La psicologia dei confini chiusi: la storia d’amore tra Australia e immigrati

La psicologia dei confini chiusi: la storia d’amore tra Australia e immigrati

di Massimiliano Gugole

 “Molti immigrati, italiani e non solo, residenti permanenti o meno, hanno vissuto momenti difficili da quando nel marzo 2020 l’Australia ha deciso di chiudere i propri confini internazionali. Tra questi “nuovi australiani” c’è chi avverte un certo senso di colpa nell’essere critico verso un Paese che ha offerto e continua ad offrire molto, un timore di essere percepiti come ingrati e poco disponibili al sacrificio”. Così scrive Massimiliano Gugole che su “Sbs Italian” introduce il quarto episodio della serie “La psicologia dei confini chiusi”, realizzata con Stefania Paolini, Professoressa Associata di Psicologia Sociale e Interculturale all’Università di Newcastle.


“”Tornatene a casa” o “torna da dove sei venuto”: queste frasi sono il timore o l’esperienza di chi tra gli immigrati ha provato ad esprimere una differenza di vedute a qualcuno che si considera più australiano di loro.
Secondo Stefania Paolini, Professoressa Associata di Psicologia Sociale ed Interculturale dell’Università di Newcastle, questo fa male perché ci ricorda che “non siamo ancora e, forse, non saremo mai completamente accettati”.
Esiste una ricerca che ha dimostrato come la percezione delle critiche da parte degli australiani sia diversa a seconda della provenienza di questi commenti negativi.


Le critiche all’Australia che vengono dagli australiani sono accettate con maggiore flessibilità e benevolenza rispetto a critiche che vengono da persone “straniere”, con background diversi.
L’assimilazione
Come ricorda Paolini, “nella maggior parte delle situazioni l’immigrato ha dato tanto e sta dando tanto ma anche riceve tanto ed ha ricevuto tanto”.
Anche la segnalazione di una “iperaustralianità” da parte di immigrati che abbracciano completamente gli atteggiamenti e stile di vita australiani non è sufficiente per essere considerati true blue.

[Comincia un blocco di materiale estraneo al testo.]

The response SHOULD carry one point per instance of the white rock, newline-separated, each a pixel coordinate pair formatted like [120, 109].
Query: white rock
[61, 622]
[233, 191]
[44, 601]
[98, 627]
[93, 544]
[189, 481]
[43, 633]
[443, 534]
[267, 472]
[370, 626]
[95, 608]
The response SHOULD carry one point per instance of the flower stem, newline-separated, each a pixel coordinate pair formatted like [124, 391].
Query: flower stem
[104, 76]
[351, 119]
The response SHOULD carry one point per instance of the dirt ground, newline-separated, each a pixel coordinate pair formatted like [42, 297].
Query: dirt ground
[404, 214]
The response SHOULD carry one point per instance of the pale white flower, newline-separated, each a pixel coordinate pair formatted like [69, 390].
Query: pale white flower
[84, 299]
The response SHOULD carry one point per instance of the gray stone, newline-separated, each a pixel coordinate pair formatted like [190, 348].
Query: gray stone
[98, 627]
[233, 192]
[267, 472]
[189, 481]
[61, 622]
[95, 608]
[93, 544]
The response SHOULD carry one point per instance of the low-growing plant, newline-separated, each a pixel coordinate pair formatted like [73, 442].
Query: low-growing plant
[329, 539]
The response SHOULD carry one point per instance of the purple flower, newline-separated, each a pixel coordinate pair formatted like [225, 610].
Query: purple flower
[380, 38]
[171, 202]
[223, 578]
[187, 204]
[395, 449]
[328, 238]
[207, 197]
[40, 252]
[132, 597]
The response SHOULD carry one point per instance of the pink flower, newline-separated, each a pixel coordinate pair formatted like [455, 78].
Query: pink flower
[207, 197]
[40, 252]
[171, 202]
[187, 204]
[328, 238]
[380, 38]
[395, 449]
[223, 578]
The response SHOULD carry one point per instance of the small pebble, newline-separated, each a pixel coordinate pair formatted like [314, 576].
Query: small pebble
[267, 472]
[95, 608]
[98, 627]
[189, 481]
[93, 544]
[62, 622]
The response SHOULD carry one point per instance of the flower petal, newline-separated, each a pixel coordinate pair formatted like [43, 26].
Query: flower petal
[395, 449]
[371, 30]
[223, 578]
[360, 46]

La storia d’amore tra l’Australia e i suoi immigrati


Secondo Paolini, è utile sapere in quale fase del rapporto con l’Australia ci si trova.
“Nei primi anni dopo il trasferimento viviamo con una sottile aspettativa di poterci assimilare completamente con la società”, sostiene Paolini sulle basi della ricerca psicologica.
Questo periodo è definito luna di miele, quando chi arriva in un nuovo Paese ne è “innamorato”, ed è caratterizzata, prosegue Paolini, da “uno stato affettivo di ottimismo”.
Si parla successivamente, in maniera analoga al matrimonio, della crisi del settimo anno, “quando la consapevolezza dell’impossibilità di diventare veramente australiani entra nel nostro cervello e nel nostro cuore”.
Questo avviene solitamente dopo cinque-sette anni, e la professoressa Paolini dice che “non è un bel periodo”, caratterizzato da un “senso di depressione, delusione e senso di esclusione”.
La chiusura dei confini internazionali, secondo Paolini, potrebbe accelerare i tempi e far sopraggiungere questa crisi prima di quanto avverrebbe normalmente.


Come superare la crisi


Nella fase che segue la “crisi del settimo anno”, dice Stefania Paolini, “è come se tornassimo a riabbracciare il nostro retaggio culturale di origine e lo facessimo coesistere con quello locale”.
Questo processo, che in realtà inizia dai primi momenti dell’arrivo in Australia, è in questa fase “più maturo, più consapevole, meno romantico”.
In questa “nuova dimensione”, la professoressa Paolini dichiara entusiasta che è possibile trovare una serenità e sentirsi più liberi di esprimere il proprio, complesso sé.
Mi permetto delle eccentricità, delle stranezze che probabilmente non mi sarei permessa durante le fasi iniziali della mia immigrazione.
Accettare la nostra diversità, la nostra stranezza “con un sorriso” aiuta noi stessi a sviluppare consapevolezza e accettazione della diversità che è insita nell’essere umani”.